A consistent routine makes it easier for baby to get good quality sleep and feel hungry when it’s time to feed. Odd schedules, crowded rooms and unfamiliar spaces may disrupt these patterns. Before bringing baby to a Christmas party, discreetly ask the host if there’ll be a quiet space for feeding, diapering and napping.
Expect the Unexpected
Keep in mind that mishaps will probably happen no matter how carefully you plan things in advance. The occasional spill or tantrum is part of life. Instead of acting embarrassed or shaming your child, it’s better to stay calm, have a sense of humor and offer comfort.
Taking Baby on a Road Trip
You may be nervous about what to do if you’ll be traveling long distances over the holidays. This is especially true if it’s baby’s first long trip. Whether you’re traveling by car or by plane, planning ahead and expecting the unexpected are key.
Pack Enough Essentials
A good rule of thumb is to pack twice as many baby supplies as you think you need. For example, if you’re planning a 3-day trip, pack enough for 6 days. In addition to formula, diapers, blankets and a set of Ninni pacifiers, bring along a few small toys to help baby stay calm during the trip. Keep a set of supplies close at hand in a tote bag during the trip. The last thing you want is to be frantically digging through your suitcase on the side of the road trying to find the baby wipes!

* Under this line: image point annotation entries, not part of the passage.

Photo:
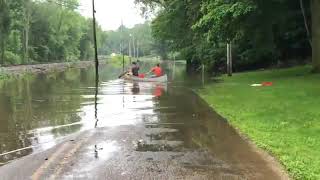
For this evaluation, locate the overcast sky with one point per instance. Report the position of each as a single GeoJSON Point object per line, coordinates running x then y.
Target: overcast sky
{"type": "Point", "coordinates": [110, 13]}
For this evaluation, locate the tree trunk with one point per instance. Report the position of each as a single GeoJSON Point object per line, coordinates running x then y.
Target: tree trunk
{"type": "Point", "coordinates": [315, 10]}
{"type": "Point", "coordinates": [305, 19]}
{"type": "Point", "coordinates": [26, 30]}
{"type": "Point", "coordinates": [2, 49]}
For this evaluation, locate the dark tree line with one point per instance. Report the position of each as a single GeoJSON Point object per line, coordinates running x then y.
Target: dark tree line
{"type": "Point", "coordinates": [33, 31]}
{"type": "Point", "coordinates": [263, 33]}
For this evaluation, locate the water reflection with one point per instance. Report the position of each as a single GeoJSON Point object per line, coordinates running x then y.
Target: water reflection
{"type": "Point", "coordinates": [36, 111]}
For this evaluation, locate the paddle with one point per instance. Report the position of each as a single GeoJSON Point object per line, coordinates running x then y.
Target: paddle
{"type": "Point", "coordinates": [123, 74]}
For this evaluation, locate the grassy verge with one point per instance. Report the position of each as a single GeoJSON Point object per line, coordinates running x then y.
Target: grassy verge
{"type": "Point", "coordinates": [283, 119]}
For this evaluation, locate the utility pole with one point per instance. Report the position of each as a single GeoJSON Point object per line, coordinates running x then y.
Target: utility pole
{"type": "Point", "coordinates": [130, 52]}
{"type": "Point", "coordinates": [229, 58]}
{"type": "Point", "coordinates": [95, 42]}
{"type": "Point", "coordinates": [134, 47]}
{"type": "Point", "coordinates": [137, 49]}
{"type": "Point", "coordinates": [122, 45]}
{"type": "Point", "coordinates": [96, 62]}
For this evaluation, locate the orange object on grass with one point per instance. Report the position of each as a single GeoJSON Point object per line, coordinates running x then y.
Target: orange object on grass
{"type": "Point", "coordinates": [267, 83]}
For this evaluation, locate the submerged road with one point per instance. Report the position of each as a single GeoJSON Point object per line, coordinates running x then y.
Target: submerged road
{"type": "Point", "coordinates": [147, 131]}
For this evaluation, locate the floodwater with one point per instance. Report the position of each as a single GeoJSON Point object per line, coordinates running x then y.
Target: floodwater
{"type": "Point", "coordinates": [151, 130]}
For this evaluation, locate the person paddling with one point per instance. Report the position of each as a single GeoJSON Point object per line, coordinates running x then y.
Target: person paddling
{"type": "Point", "coordinates": [157, 71]}
{"type": "Point", "coordinates": [135, 69]}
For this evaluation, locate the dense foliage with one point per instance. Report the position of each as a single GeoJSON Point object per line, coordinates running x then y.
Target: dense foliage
{"type": "Point", "coordinates": [45, 31]}
{"type": "Point", "coordinates": [263, 33]}
{"type": "Point", "coordinates": [136, 41]}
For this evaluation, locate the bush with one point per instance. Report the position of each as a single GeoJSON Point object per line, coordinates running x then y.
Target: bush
{"type": "Point", "coordinates": [11, 58]}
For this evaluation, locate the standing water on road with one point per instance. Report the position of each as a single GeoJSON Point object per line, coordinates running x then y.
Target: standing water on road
{"type": "Point", "coordinates": [128, 131]}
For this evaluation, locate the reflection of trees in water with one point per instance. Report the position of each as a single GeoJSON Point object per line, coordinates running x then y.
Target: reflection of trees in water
{"type": "Point", "coordinates": [37, 101]}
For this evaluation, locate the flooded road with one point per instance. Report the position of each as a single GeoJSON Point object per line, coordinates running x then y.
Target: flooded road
{"type": "Point", "coordinates": [59, 127]}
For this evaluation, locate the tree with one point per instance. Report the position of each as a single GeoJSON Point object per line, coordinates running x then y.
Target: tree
{"type": "Point", "coordinates": [315, 9]}
{"type": "Point", "coordinates": [5, 22]}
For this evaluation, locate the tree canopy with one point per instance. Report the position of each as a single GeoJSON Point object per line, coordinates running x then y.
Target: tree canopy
{"type": "Point", "coordinates": [45, 31]}
{"type": "Point", "coordinates": [264, 33]}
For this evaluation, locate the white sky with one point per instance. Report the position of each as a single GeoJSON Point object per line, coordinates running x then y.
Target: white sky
{"type": "Point", "coordinates": [110, 12]}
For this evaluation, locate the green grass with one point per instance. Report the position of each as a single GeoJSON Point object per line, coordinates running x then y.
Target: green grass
{"type": "Point", "coordinates": [283, 119]}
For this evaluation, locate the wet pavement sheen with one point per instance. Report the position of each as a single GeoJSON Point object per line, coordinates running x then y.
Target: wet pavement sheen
{"type": "Point", "coordinates": [128, 131]}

Plan Routes for Convenience
For road trips, take the shortest route possible and save the scenic route for when your child is old enough to appreciate it. When traveling with a baby, you need easy access to food, restrooms, gas stations and other amenities along the way. Try to plan pit stops and hotel stays in advance.
Make Plenty of Stops
A great way to cut down on meltdowns is to give baby lots of breaks from riding in the car. A good rule of thumb when traveling with infants or toddlers is to stop at least once an hour. Study a map of your route ahead of time to find good places for feeding, diaper changing or just walking around in the fresh air.
Create a Relaxing Car Environment
If another adult is traveling with you - such as a spouse or grandparent - take turns between driving and infant care. The non-driving adult can sit on the back seat to handle feeding, diaper changes and playing games to keep baby company.
Babies and young kids should get plenty of exercise during rest stops. Gently walking around, dancing or playing peek-a-boo offers positive stimulation. These activities will help your child relax when it’s time to get back in the car seat. Offer the Ninni pacifier to help baby stay calm as you travel down the highway.
Traveling by Plane with Baby
As with traveling by car, keep a few essential items close to you while flying on a plane. Ask the cabin crew for assistance if you need help getting baby safely strapped in.
Offer baby a bottle or pacifier during takeoff and landing. Sucking and swallowing movements help to relieve ear discomfort.
If you’re allowed to do so, gently walking up and down the aisle helps to keep baby calm. If your child starts to cry, consider taking them to the back of the plane where the hum of the engine may mask the sound. Have a small toy within easy reach to keep baby occupied during the flight.
Taking Care of You!
Finally, another great way to take care of your child this holiday season is to take good care of you!
We know this time of year can be super-stressful for parents and kids alike. So go easy on yourself, and allow plenty of time for shopping and getting ready for events. Eat plenty of healthy foods you like, and make sure you’re getting enough sleep.
And just like babies sometimes need a break from the commotion, grown-ups do, too. In between rushing around, allow yourself some quiet time to take a hot bath, read a book or sneak in a nap before a party. Let go of perfectionism and focus on the chance to celebrate and create special memories with loved ones.
When you treat yourself, you’ll be better able to give your family a holiday they’ll treasure for years to come!